Romeo & Juliette Laser Hair Removal, Inc. v. Assara I, LLC, No. 08-CV-442, 2014 BL 263647 (S.D.N.Y. Sept. 23, 2014)
A keyword case gets past the pleading stage (though the worst part is the dilution ruling). The parties compete in the hair removal business. R&J, which operates in the NYC area, alleged that Assara used its marks, bought deceptive ads through Google, and posted fraudulent reviews to consumer websites to divert customers from R&J to Assara.
In 2007, Assara allegedly bought “Romeo & Juliette” as a keyword, and also allegedly used “Romeo Juliette Laser” in “hidden links and text on its websites” to deceive the public about R&J’s source or sponsorship of Assara’s services. Assara also allegedly published defamatory statements about R&J on consumer review sites such as Yelp.
Trademark infringement claims: R&J sufficiently alleged the validity of its mark and likely confusion by alleging that “whenever the public searched for plaintiff’s mark a sponsored link to defendants’ website would appear,” and that its name and marks were used on “hidden links” (hunh?) on Assara’s website. This was allegedly likely to confuse the public about the connection between the parties, “because a person searching on the internet for hair-removal services using plaintiff’s marks stood a strong chance of being directed to defendants’ website.” Not analyzed: whether this “direct[ion]” would be the result of confusion or interest in competing alternatives.
Plus, R&J sufficiently alleged willfulness/bad faith, required for NY unfair competition, because posting negative reviews to consumer websites would harm plaintiff’s business.
Dilution under the Lanham Act. Incredibly, the court found that the complaint alleged the fame of the mark, because R&J alleged that “its marks were used widely in advertisements on the internet and that its services were readily searchable through internet search engines.” Of course, this does not allege facts making wide recognitionby the general consuming public of the United States plausible. It alleges only that plaintiff ran ads and had a website that didn’t use robots.txt to exclude itself from search engines. Even aside from that, the complaint alleges that plaintiff’s services are confined to the New York City area. How could it be widely recognized by the general consuming public of the United States? This claim shouldn’t pass the laugh test. Cf., e.g., TCPIP Holding v. Haar (2d Cir. 2001) (holding, before the TDRA increased the fame standard, that trademark holder’s annual sales of $280 million were not enough to constitute fame); Avery Dennison Corp. v. Sumpton, 189 F.3d 868, 879 (9th Cir. 1999) (marks used for decades and parent company had annual sales of $3 billion and annual advertising costs of over $5 million; no fame).
No matter.
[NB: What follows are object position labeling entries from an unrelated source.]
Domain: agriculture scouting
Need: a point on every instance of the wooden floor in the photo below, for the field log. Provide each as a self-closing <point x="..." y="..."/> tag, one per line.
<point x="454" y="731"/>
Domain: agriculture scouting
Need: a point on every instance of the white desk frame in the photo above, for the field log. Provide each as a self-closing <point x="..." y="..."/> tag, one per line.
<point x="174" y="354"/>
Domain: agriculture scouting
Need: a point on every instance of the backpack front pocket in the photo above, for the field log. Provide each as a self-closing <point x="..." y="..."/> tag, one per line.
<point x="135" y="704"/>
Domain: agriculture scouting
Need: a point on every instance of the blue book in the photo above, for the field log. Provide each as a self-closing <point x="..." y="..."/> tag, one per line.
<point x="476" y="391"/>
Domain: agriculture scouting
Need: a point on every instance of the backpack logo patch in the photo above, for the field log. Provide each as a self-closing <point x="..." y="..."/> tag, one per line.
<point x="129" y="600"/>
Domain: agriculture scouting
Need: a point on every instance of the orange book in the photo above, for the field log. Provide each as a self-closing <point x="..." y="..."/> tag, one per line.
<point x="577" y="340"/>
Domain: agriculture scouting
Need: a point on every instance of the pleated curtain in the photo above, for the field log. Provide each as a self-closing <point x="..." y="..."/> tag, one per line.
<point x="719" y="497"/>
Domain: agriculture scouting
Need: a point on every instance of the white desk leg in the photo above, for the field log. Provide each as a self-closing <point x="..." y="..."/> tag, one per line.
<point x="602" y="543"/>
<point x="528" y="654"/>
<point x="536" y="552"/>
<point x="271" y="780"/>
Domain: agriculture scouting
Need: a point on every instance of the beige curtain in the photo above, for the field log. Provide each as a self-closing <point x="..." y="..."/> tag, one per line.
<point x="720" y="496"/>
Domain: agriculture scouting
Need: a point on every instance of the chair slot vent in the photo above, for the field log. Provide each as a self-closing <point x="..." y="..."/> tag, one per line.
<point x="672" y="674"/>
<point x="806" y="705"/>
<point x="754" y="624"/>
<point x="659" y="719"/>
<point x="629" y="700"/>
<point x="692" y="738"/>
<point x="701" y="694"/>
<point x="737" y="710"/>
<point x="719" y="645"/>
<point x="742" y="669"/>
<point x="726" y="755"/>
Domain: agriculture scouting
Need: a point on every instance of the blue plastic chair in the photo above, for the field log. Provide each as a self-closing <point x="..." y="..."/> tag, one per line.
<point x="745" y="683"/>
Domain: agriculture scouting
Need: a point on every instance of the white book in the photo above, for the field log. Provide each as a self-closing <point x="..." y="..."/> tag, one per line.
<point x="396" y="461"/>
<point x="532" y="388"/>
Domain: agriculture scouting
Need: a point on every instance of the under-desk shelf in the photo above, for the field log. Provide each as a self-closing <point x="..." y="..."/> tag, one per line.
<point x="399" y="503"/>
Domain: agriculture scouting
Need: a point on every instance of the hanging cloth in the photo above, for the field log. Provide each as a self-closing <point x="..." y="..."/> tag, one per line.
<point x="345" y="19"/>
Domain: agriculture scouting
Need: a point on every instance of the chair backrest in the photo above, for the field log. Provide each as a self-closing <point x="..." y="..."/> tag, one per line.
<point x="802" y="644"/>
R&J alleged confusing use and negative reviews, which sufficiently pled dilution through damaging its reputation and inappropriately associating it with Assara. Also: disparaging the services identified by the mark is not the same as disparaging the mark. Otherwise all the careful limitations on defamation and disparagement, mandated by the First Amendment I should emphasize, disappear for owners of famous marks. This is neither sensible nor constitutional. The plaintiff’s review-based allegations should fail for the additional reason that they plead disparagement of the services, not disparagement of the mark.
As for the deceptive business practices claim under NY GBL §349, when a competitor plaintiff brings a claim, its gravamen must be consumer injury or harm to the public interest. Trademark infringement isn’t enough without “specific and substantial injury to the public interest over and above the ordinary trademark infringement,” including potential danger to the public health or safety. While R&J alleged misleading consumer-oriented misconduct, it didn’t allege facts showing the public health or safety were threatened. Claim dismissed.
Query: why not the obviously applicable Lanham Act false advertising claim based on the allegedly false reviews?
Common law defamation and disparagement claims did survive. Both require special damages or per se actionable statements. A statement is defamatory per se if it impugns “the basic integrity” of a business. For product disparagement, “a plaintiff need not plead specific damages if the nature of the plaintiff’s business makes it difficult, if not impossible, to identify which customers have been lost.” Allegedly disparaging and false reviews on consumer websites plausibly maligned the basic integrity of R&J’s business, and the fact that the misconduct occurred online made it impossible at this stage to determine actual lost customers. (Which is one reason the common law torts aren’t suited for mass advertising cases.)